Por mi parte trabajé en aquel día más que en otro alguno de mi vida. ¡Virgen de las Angustias! ¡Qué idas y venidas, qué mareo, qué ansiedad!... Sólo por causa tan santa y por el inextinguible amor del inocente Fernando, puede un hombre molerse y descoyuntarse como yo lo hice aquel día, con los hígados en la boca durante diez horas, sin dar paz a los pies ni a la lengua, ora arengando a estos, ora recomendando a los otros lo que habían de hacer, disponiendo y ordenando, conforme a la voluntad de mi patrono y de otros personajes de viso que andaban en el negocio.
¡Jesús, María y José!
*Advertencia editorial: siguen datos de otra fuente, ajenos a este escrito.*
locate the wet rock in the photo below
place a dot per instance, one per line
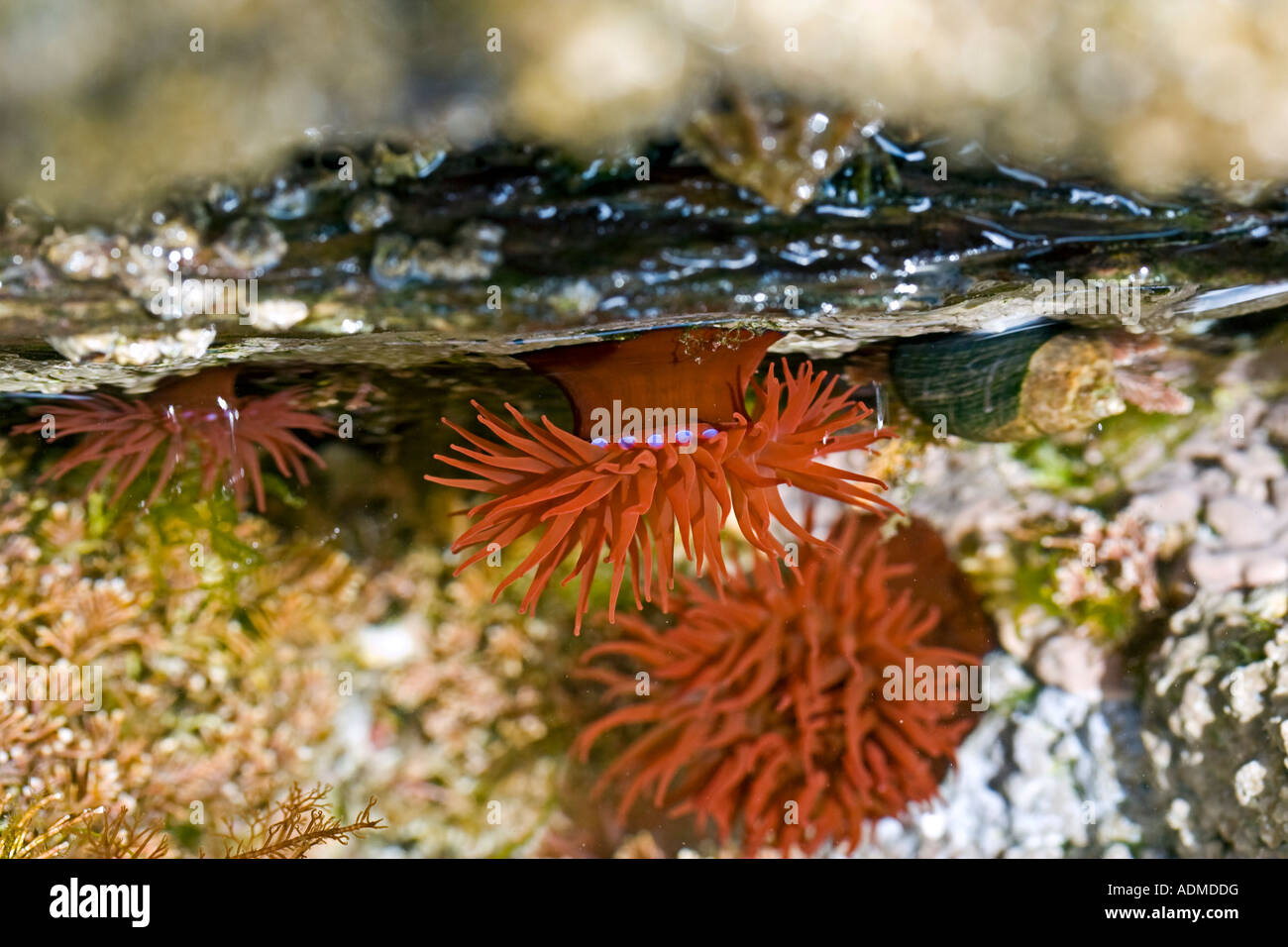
(1044, 775)
(370, 211)
(1215, 715)
(134, 350)
(252, 245)
(86, 256)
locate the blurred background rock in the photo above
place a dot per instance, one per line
(1155, 93)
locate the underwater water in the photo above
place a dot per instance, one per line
(761, 492)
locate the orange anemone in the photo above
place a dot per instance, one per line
(769, 707)
(630, 495)
(200, 414)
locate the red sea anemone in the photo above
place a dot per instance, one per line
(629, 491)
(772, 709)
(200, 414)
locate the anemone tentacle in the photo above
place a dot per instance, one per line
(635, 500)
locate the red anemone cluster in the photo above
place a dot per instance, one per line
(198, 415)
(768, 707)
(625, 497)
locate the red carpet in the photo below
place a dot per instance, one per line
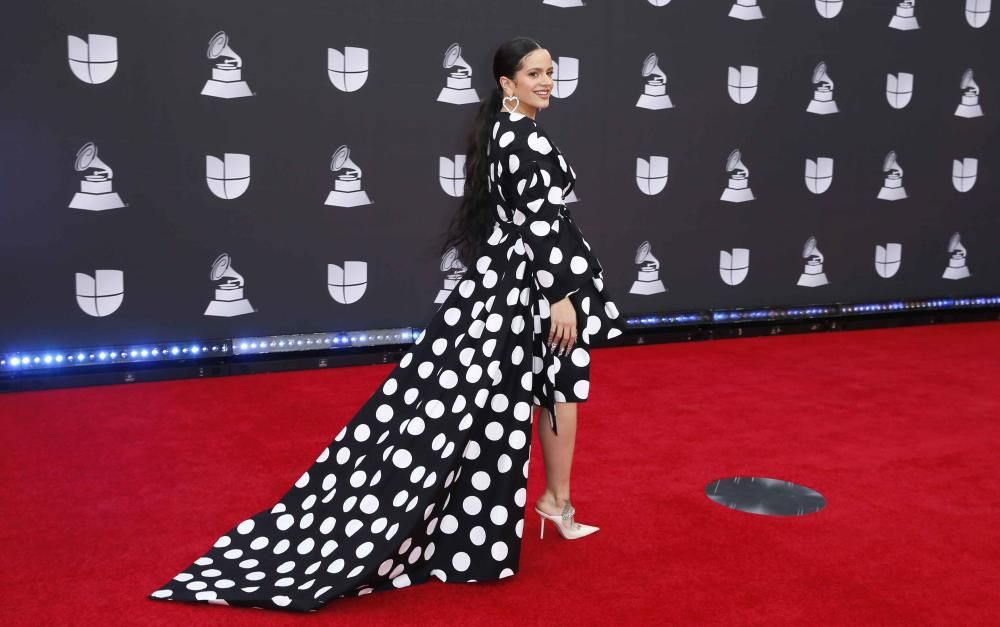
(109, 491)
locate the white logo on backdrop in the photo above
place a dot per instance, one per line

Flojita era la tarea en gracia de Dios... Al más pintado se la doy yo, seguro de que a la mitad de la jornada desfallecería, como no recibiera del cielo broncíneas piernas y garganta de acero. Ahí es nada... era preciso ir repartiendo dinero por los barrios bajos y convocar a determinados individuos de la majería, cuidando de andar con mucho pulso en lo del distribuir, porque a mucho que se abriera la mano, no quedaba nada para el repuesto del comisionado. Asimismo era indispensable ir de taberna en taberna y de garito en garito, contratando gente; avistarse con el tío Mano de Mortero, con Majoma y otros próceres del Rastro, para encomendarles delicadas comisiones, de esas que sólo a delicadísimos entendimientos pueden fiarse. También había que avisar a los padres franciscanosy agustinos, que estaban ocultos, para que saliesen a arengar a la muchedumbre; hacer correr noticias falsas de conspiraciones fraguadas por los revolucionarios; con otros muchos menesteres y ocupaciones que
habrían rendido el organismo más fuerte y desquiciado el más sólido entendimiento y la más firme voluntad. Pero ¿de qué sirve la fe, si no es para hacer prodigios? Por la fe los hice yo en aquel memorable día; por la fe tuve cuerpo y alma y sentidos e ideas para tantas cosas; por la fe hice más yo solo que veinte compañeros encargados de iguales trapisondas.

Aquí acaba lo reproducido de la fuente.